Wednesday, July 21st, 2010

My mother asked me what my next move would be. She was referring to the next step in the process of taking myself and my child through a divorce after my husband’s decision to fight for our marriage was followed swiftly by amnesia.

“To go for a run,” I replied.

On the brink of something so huge, I can no longer think in terms of years, months or weeks … sometimes even a day ahead is a stretch … so I think as far as the next few hours, and the only steps I can think of are small … and usually involve running. It ties up quite nicely with my intention to run a full marathon before the age of forty, a milestone that is fast approaching and one that I intend to reach in clichéd fabulousness. It means I can take all these next steps in a positive strength-gaining manner and achieve something solid when everything around me is tumbling down.

Or is it?

There is something to be said about rights of passage, something that begs the question on the outset: Is this really necessary? As it is with climbing mountains, the view from the top always surpasses the obscured view at base camp and the feeling of getting to the other side shifts all previous protestations into cries of, “That was so worth it!” So why are some mountains so damn difficult to climb? Is it because of the baggage we’re dragging … or the people?

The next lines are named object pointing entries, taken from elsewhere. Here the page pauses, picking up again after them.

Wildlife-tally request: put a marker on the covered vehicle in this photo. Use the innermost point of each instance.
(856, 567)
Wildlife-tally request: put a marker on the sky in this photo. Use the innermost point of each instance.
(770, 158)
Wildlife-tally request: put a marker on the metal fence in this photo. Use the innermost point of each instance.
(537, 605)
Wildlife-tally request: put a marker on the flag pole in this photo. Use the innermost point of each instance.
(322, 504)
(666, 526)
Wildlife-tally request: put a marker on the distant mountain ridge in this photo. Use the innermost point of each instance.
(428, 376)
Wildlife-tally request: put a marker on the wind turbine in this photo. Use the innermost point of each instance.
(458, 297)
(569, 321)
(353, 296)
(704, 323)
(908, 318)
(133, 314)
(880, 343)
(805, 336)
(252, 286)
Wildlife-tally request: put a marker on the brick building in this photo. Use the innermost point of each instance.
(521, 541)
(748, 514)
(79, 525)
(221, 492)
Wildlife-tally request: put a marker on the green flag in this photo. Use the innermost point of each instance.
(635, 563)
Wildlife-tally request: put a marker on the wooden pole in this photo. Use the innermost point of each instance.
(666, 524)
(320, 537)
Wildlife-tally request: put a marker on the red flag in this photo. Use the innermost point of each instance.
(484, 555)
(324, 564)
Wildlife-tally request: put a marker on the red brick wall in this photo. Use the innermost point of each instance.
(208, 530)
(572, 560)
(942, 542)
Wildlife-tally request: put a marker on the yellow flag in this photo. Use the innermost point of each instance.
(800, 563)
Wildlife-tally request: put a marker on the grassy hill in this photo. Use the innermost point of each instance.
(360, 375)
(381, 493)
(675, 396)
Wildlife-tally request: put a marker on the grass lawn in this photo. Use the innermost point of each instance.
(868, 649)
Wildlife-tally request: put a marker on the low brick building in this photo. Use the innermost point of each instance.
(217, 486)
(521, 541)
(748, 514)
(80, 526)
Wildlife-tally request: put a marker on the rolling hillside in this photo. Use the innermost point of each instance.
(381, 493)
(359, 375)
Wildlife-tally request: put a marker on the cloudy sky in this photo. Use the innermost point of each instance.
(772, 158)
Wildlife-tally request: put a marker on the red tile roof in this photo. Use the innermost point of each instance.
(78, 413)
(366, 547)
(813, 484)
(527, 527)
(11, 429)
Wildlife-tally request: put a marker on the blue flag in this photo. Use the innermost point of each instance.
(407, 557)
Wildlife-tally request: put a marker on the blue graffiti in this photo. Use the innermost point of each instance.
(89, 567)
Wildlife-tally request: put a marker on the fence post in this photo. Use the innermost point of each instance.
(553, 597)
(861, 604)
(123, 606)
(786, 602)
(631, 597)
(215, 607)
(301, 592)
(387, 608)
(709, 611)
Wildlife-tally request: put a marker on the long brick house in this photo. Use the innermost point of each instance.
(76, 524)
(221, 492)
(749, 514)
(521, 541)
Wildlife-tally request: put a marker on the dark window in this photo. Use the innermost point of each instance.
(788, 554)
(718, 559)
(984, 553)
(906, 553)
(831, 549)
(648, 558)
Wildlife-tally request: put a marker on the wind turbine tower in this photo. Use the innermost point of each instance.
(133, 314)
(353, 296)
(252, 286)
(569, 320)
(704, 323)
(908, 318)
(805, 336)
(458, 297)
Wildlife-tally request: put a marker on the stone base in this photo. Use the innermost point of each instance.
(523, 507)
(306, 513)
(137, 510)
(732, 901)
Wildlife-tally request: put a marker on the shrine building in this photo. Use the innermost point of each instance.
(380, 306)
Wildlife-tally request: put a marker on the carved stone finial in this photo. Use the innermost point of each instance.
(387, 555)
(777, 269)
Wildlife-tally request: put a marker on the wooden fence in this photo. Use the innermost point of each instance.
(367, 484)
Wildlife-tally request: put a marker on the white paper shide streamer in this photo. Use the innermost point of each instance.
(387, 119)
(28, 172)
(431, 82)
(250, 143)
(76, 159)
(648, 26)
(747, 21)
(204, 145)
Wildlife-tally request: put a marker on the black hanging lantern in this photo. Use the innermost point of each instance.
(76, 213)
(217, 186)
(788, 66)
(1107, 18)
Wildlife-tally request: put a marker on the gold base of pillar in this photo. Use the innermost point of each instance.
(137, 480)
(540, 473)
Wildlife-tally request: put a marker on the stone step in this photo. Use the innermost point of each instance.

Adapt or die. Is that the thing it boils down to? It’s taken me five years to adapt to life back in South Africa; five years to find my way to the life path I was searching for during the money-spinning days of London’s investment world; five years to turn my world on its head and redefine my life and who I am. Adapting to save a marriage would be devolving … it would be like both adapting and dying simultaneously.

I embarked on a spiritual journey just over a year ago. It is not a conventional journey but one that has led me to make choices such as giving up alcohol, caffeine and certain foods. Peer pressure aside, it has been relatively easy because I have come out with a greater sense of clarity, a strong, healthy body and energy I so desperately need to summit the next peak, baggage in tow. The feeling that I have gained from this journey has made my decision relatively simple. Not easy – never easy – just simple. I have realised if someone can choose a house, a bedroom, the TV, a bag of crisps and a pint of beer ahead of a marriage, then not choosing those things to the detriment of the marriage should also be acceptable.

But then in divorce no one is right. I desperately wish it wasn’t over but I am doing what I am being pushed to do – I am forking off down the road less travelled where my pioneering skills will lead me to a place of no mountains for a while. Or perhaps I will just have to go climb a real one.